My take at this point is that alumina levels are the governing factor for mullite production in any given body, stoneware or porcelain.  Since some of the alumina being released from the deteriorating kaolinite is going to get sucked into the glassy melt process and turn into amorphous phase, there needs to be sufficient alumina left over to produce mullite.  Around 3 moles UMF alumina for each mole of flux (RO Unity setting in Insight) should provide enough for both purposes. 

 

 

 

This is where my understanding sits at the moment.

 

best,

 

.................john

[Guest JBaymore]

 

Yes, kind of gives some motivation why we would stop firing around 1300.   Still, kind of amazing that even at 1400 there is still a lot of mullite left in this porcelain.  

 

And even at 1400, 2/3 of the quartz present at 1000 is still there.  Tough stuff!

 

 

Quartz has a very high melting point.  Unless it is sub-micron particles...... the quartz crystals/grains look like boulders to the fluxing materials surrounding them.  Takes a while for the "water" to eat away at the boulders.

 

best,

 

............john

[anchorman]

Glazenerd:

Do you have any more info re: calcium, magnesium, and iron and how these affect the overall melt?  And if one were to increase these, I would assume that the KNaO totals need to be decreased some amount?  I'm curious about calcium additions and how that affects green strength, but also how it does in the melt, but I'm not trying to reinvent the wheel here.

[anchorman]

I was curious because with my initial experiments that were on the low end of lacking in feldspar, I dropped a teacup from about waist height on the concrete floor 4-5 times and couldn't get it to break (I was curious what the interior of the body looked like after firing). I had to throw it at the floor in order to get it to finally break open. I wasn't sure it it was a fortunate shape, or if the body was stronger than normal. I'll be refining things a bit over the next month, and was considering minor additions of whiting or dolomite, and also how far I could push it with the redart before problems set in.

 

What are you using as a microscope? I'd be curious to get closer look at the particles in the fired body and see how it changes with different additions to it.

[glazenerd]

A cheap 200x5 USB microscope will work just fine: I use it most of the time. You can pick them up for under $25.

 

 

This is an SAS 23.12 stoneware fired to cone 6. It will give you some indication of what a mature stoneware body looks like. It has over 22.% molar alumina: you can see how much mullite was produced. Most of the 40m Hawthorne was also incorporated into the melt.

 

Nerd

[anchorman]

Modern technology is amazing. And so cheap!

[glazenerd]

I have been making trips to old brick mines across Missouri on and off all spring. This past week, I visited one that had been closed for over a decade. They made dark brown and nearly black bodied bricks: the reason it got my attention.

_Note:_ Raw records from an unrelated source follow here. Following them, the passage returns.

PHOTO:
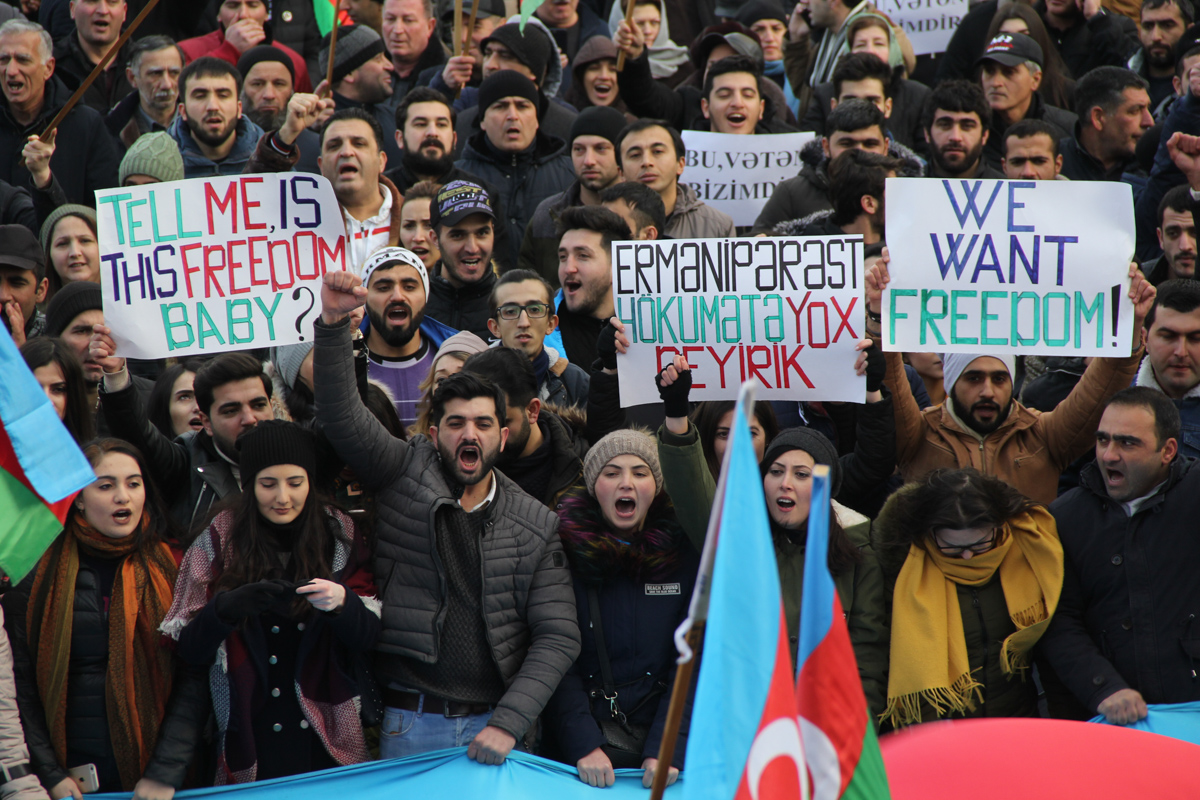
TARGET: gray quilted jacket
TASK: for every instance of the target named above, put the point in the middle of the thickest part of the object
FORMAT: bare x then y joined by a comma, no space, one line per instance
528,596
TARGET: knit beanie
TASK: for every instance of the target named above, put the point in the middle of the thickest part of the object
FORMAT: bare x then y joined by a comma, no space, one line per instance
598,120
287,361
625,441
271,443
757,10
268,53
461,342
507,83
357,44
69,302
69,210
955,364
154,155
532,48
813,443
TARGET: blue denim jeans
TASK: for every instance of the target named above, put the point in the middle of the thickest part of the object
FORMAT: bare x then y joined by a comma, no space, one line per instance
408,733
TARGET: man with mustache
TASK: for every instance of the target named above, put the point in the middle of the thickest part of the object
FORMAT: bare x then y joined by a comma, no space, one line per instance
593,149
155,64
1159,29
1114,113
97,25
401,342
957,119
1123,633
479,613
982,425
1177,238
211,133
1173,355
363,78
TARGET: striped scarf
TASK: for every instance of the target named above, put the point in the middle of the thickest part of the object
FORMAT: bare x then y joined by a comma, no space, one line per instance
139,671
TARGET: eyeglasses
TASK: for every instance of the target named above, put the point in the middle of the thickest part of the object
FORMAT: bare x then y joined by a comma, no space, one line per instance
976,548
513,311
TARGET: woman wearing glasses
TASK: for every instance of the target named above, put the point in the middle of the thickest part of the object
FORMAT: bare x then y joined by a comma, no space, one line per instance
973,571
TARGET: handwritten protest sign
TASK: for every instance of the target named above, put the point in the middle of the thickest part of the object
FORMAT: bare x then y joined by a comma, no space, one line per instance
1009,266
929,23
216,264
737,174
786,311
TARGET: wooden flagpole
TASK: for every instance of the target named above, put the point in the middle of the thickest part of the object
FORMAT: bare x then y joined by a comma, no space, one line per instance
629,20
96,72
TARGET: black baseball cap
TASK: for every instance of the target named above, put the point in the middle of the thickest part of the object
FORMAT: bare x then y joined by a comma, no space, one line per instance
19,248
457,200
1012,50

I collected nearly 600 lbs. directly from the adjacent clay pit. Going to fire this 100 gram test cylinder tomorrow. I suspect the iron level is above 10%, because I can see signs of oxidation on the sample already.  One level cup weighed over 400 grams, as a comparison OM4 weighs 253 grams per cup. This is a ball clay by the way, it is not fire clay.

nerd

[glazenerd]

Cone 6 firing to 2232F, no hold produced this:

 

 

50% raw clay, 25% silica! and 25% potash spar. One area has a coat of temmuko, then a raw area that self glazed, then a coat of white on the back that looks nasty. So there has to be a fair amount of spar in the clay: it self-glazed in the raw areas. Now I tend to think there is more than 12% iron! with a fair amount of titanium. At this point I am content enough to have a raw sample analyzed.

nerd

[terrim8]

looks like the old salt glazed field drainage things!

[Callie Beller Diesel]

It's a bit slumped, and I wonder if it's on the edge of bloating.